Mississippian System
Type locality: The Grove Church Shale was named by Swann (1963) for Cedar Grove Church, Johnson County, Ill. Sixteen feet (4.9 m) of shale and interbedded limestone are exposed in a road cut and in gullies about 1 mile (1.6 km) east of Lick Creek, Ill. No other surface exposures have been reported. Before designation as a separate formation, the Grove Church rocks were included in the subjacent Kinkaid Limestone. The subsurface reference section in Indiana for the Grove Church is the interval from 1,725 to 1,764 feet in the R. K. Petroleum Corp. No. 1 E. Bandy et at. well, NE¼NW¼NW¼ sec. 10, T. 6 S., R. 14 W., Posey County.

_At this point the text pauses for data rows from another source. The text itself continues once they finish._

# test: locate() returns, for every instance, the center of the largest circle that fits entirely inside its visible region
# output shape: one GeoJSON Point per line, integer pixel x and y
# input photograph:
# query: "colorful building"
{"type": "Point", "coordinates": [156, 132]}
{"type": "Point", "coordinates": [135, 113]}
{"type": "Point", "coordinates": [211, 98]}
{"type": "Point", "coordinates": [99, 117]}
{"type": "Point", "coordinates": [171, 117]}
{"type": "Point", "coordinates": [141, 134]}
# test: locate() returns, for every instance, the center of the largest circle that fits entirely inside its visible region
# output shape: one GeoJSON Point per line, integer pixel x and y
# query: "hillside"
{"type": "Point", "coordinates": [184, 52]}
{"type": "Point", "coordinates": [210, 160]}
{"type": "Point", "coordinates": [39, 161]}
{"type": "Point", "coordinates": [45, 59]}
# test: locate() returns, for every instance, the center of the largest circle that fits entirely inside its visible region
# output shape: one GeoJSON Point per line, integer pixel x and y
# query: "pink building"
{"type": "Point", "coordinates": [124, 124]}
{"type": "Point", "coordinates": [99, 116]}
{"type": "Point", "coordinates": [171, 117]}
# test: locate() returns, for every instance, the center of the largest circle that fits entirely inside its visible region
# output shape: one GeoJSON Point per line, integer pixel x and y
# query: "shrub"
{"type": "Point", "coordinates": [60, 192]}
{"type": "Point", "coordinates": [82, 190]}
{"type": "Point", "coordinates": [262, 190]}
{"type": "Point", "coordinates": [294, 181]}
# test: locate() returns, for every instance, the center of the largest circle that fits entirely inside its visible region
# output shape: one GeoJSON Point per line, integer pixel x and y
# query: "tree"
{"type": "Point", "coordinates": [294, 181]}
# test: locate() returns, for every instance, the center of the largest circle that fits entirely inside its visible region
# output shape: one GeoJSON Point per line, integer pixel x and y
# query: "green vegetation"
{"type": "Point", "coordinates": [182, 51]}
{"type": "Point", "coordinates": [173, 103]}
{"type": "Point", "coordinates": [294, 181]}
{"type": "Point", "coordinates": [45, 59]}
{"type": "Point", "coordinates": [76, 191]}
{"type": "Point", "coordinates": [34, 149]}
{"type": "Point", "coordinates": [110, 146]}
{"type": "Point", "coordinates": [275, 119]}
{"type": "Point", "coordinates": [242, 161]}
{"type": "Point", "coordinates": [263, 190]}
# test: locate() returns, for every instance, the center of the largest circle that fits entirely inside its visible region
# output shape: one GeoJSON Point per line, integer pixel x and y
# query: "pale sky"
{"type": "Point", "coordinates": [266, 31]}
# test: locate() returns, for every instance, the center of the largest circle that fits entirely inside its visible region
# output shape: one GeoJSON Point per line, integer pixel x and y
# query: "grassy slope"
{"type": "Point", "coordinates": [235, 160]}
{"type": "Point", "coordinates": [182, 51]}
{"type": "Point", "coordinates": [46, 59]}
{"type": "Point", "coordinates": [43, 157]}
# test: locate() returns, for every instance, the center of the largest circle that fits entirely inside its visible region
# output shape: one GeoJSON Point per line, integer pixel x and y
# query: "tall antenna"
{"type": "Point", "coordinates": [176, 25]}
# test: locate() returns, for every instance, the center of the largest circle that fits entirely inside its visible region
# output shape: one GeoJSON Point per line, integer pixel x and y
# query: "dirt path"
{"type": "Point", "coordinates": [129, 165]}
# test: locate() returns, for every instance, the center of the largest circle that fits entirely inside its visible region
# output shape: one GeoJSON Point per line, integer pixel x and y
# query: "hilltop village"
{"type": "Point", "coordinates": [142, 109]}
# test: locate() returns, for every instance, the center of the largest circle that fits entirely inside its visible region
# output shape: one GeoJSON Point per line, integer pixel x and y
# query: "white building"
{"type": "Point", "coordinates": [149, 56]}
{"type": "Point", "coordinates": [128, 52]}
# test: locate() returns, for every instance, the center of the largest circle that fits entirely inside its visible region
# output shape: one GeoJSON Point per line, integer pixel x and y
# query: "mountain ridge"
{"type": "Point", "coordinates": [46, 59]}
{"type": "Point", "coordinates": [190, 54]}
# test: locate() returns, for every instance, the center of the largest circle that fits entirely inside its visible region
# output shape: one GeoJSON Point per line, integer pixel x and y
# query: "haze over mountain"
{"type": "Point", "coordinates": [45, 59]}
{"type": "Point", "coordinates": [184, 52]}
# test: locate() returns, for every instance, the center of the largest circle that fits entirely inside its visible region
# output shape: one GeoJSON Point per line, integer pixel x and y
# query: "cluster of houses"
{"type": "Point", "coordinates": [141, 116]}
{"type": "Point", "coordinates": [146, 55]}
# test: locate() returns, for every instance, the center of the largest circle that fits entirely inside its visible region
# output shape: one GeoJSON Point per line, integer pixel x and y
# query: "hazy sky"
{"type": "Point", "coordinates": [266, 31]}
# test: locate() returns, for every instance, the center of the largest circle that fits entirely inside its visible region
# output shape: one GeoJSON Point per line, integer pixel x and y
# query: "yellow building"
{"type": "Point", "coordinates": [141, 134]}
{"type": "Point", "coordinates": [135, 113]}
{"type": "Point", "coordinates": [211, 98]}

Description: The Grove Church Shale in Indiana is the uppermost formation of the Buffalo Wallow Group, is the youngest known Mississippian unit, and is recognized only in the subsurface of Posey County. The formation is predominantly drab fossiliferous shale in various shades of medium and dark gray and green: brownish and grayish maroon are subordinate colors. The shale is thin bedded to platy and quite soft and appears to be free of siliceous material. Several thin beds of limestone as thick as 2 feet (0.6 m) are inter bedded in the shale. The limestones are moderately fossiliferous light- to medium- brown and gray mudstones and wackestones packstones are present in subordinate amounts. Maximum known thickness of the Grove Church in Indiana is 50 feet (15 m). The formation conformably overlies the Kinkaid Limestone and may or may not conformably underlie rocks of Pennsylvanian age,
Correlation: The Grove Church Shale is known by the same name in Illinois. No biostratigraphic data have been reported from the Grove Church in the subsurface of Indiana, but the probable age relations of the Grove Church may be inferred from the data obtained in studies of surface exposures in Illinois. Fusulinids of the genus Millerella that are found in the Grove Church have affinities with Pennsylvanian forms (Cooper, 1947). The Grove Church in Illinois contains conodont of the Adetognathus unicornis Assemblage Zone, which are distinct from the fauna of the underlying Kinkaid Limestone (Rexroad and Burton, 1961). According to Rexroad and Merrill (1985) uninterrupted deposition in marine environments locally prevailed across the Mississippian-Pennsylvanian boundary in the Illinois Basin, that is, across the Grove Church-Caseyville formational boundary.